- Kinglet Gardens Location of Kinglet Gardens in Edmonton
- Coordinates: 53°34′44″N 113°41′56″W﻿ / ﻿53.579°N 113.699°W
- Country: Canada
- Province: Alberta
- City: Edmonton
- Quadrant: NW
- Ward: Nakota Isga
- Sector: Northwest
- Area: Big Lake
- Named: May 27, 2014

Government
- • Administrative body: Edmonton City Council
- • Councillor: Reed Clarke
- Elevation: 690 m (2,260 ft)

= Kinglet Gardens, Edmonton =

Kinglet Gardens is a developing neighborhood in northwest Edmonton, Alberta, Canada. It was named for golden-crowned kinglets and ruby-crowned kinglets that are native to nearby Big Lake.
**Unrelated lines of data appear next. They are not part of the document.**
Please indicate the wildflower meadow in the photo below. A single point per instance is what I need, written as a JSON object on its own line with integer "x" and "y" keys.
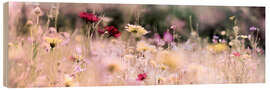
{"x": 87, "y": 44}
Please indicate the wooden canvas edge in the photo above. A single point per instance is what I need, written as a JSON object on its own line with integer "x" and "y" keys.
{"x": 5, "y": 43}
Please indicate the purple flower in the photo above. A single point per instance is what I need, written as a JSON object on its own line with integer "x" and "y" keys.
{"x": 252, "y": 28}
{"x": 168, "y": 37}
{"x": 215, "y": 37}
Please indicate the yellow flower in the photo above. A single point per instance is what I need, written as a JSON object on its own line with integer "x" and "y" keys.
{"x": 114, "y": 67}
{"x": 218, "y": 48}
{"x": 171, "y": 59}
{"x": 53, "y": 41}
{"x": 68, "y": 81}
{"x": 143, "y": 46}
{"x": 138, "y": 30}
{"x": 77, "y": 58}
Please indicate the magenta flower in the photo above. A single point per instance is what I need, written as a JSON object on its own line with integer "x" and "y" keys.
{"x": 252, "y": 28}
{"x": 168, "y": 37}
{"x": 141, "y": 77}
{"x": 236, "y": 54}
{"x": 89, "y": 17}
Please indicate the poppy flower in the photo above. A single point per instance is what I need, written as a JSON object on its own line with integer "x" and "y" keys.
{"x": 141, "y": 76}
{"x": 168, "y": 37}
{"x": 89, "y": 17}
{"x": 236, "y": 54}
{"x": 111, "y": 30}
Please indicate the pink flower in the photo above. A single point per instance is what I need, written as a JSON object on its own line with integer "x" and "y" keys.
{"x": 236, "y": 54}
{"x": 168, "y": 37}
{"x": 141, "y": 77}
{"x": 89, "y": 17}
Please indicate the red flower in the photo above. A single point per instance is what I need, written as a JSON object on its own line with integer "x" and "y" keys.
{"x": 112, "y": 31}
{"x": 236, "y": 54}
{"x": 141, "y": 76}
{"x": 89, "y": 17}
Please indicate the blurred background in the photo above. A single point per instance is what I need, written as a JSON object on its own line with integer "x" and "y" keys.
{"x": 208, "y": 20}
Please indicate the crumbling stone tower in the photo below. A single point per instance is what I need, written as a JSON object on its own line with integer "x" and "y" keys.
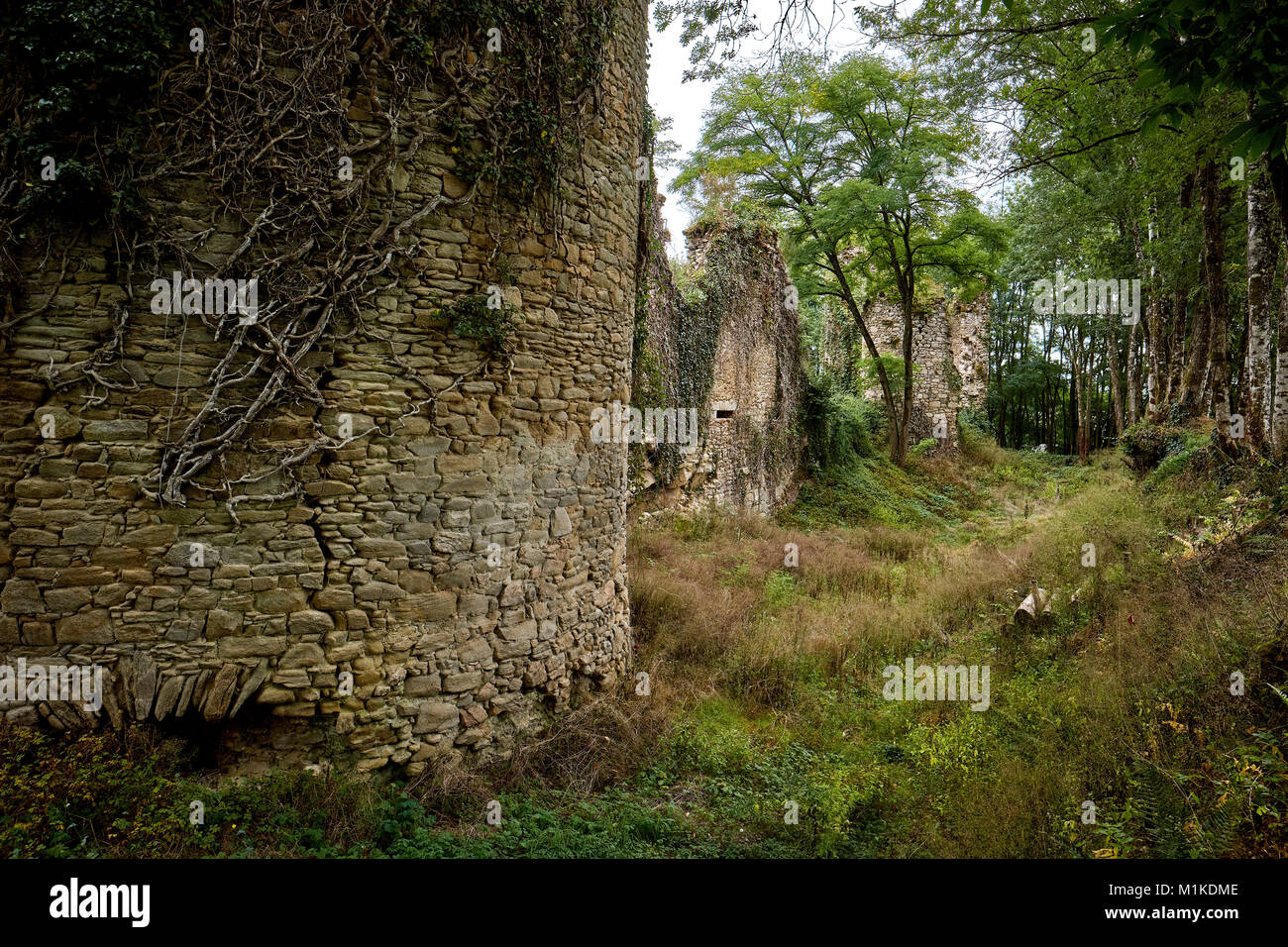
{"x": 730, "y": 355}
{"x": 430, "y": 583}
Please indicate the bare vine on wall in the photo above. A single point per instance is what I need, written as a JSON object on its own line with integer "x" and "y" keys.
{"x": 263, "y": 123}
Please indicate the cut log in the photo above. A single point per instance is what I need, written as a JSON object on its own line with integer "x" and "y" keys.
{"x": 1034, "y": 605}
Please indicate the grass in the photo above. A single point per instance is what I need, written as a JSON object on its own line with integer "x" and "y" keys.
{"x": 767, "y": 684}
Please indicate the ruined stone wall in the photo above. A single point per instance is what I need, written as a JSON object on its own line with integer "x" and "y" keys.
{"x": 949, "y": 351}
{"x": 464, "y": 564}
{"x": 748, "y": 394}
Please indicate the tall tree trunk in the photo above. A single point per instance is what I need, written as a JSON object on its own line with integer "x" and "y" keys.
{"x": 1262, "y": 260}
{"x": 1189, "y": 397}
{"x": 1279, "y": 414}
{"x": 1116, "y": 385}
{"x": 1219, "y": 304}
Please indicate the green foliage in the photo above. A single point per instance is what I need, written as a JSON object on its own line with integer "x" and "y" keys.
{"x": 75, "y": 67}
{"x": 473, "y": 318}
{"x": 513, "y": 124}
{"x": 840, "y": 428}
{"x": 1196, "y": 47}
Kinglet Gardens is located within the Big Lake area and is identified as Neighbourhood 4 within the Big Lake Area Structure Plan (ASP). It was officially named Kinglet Gardens on May 27, 2014.

It is bounded on the west by 231 Street NW, north by the Hawks Ridge neighbourhood, east by 215 Street NW (Winterburn Road), and south by Yellowhead Trail (Highway 16).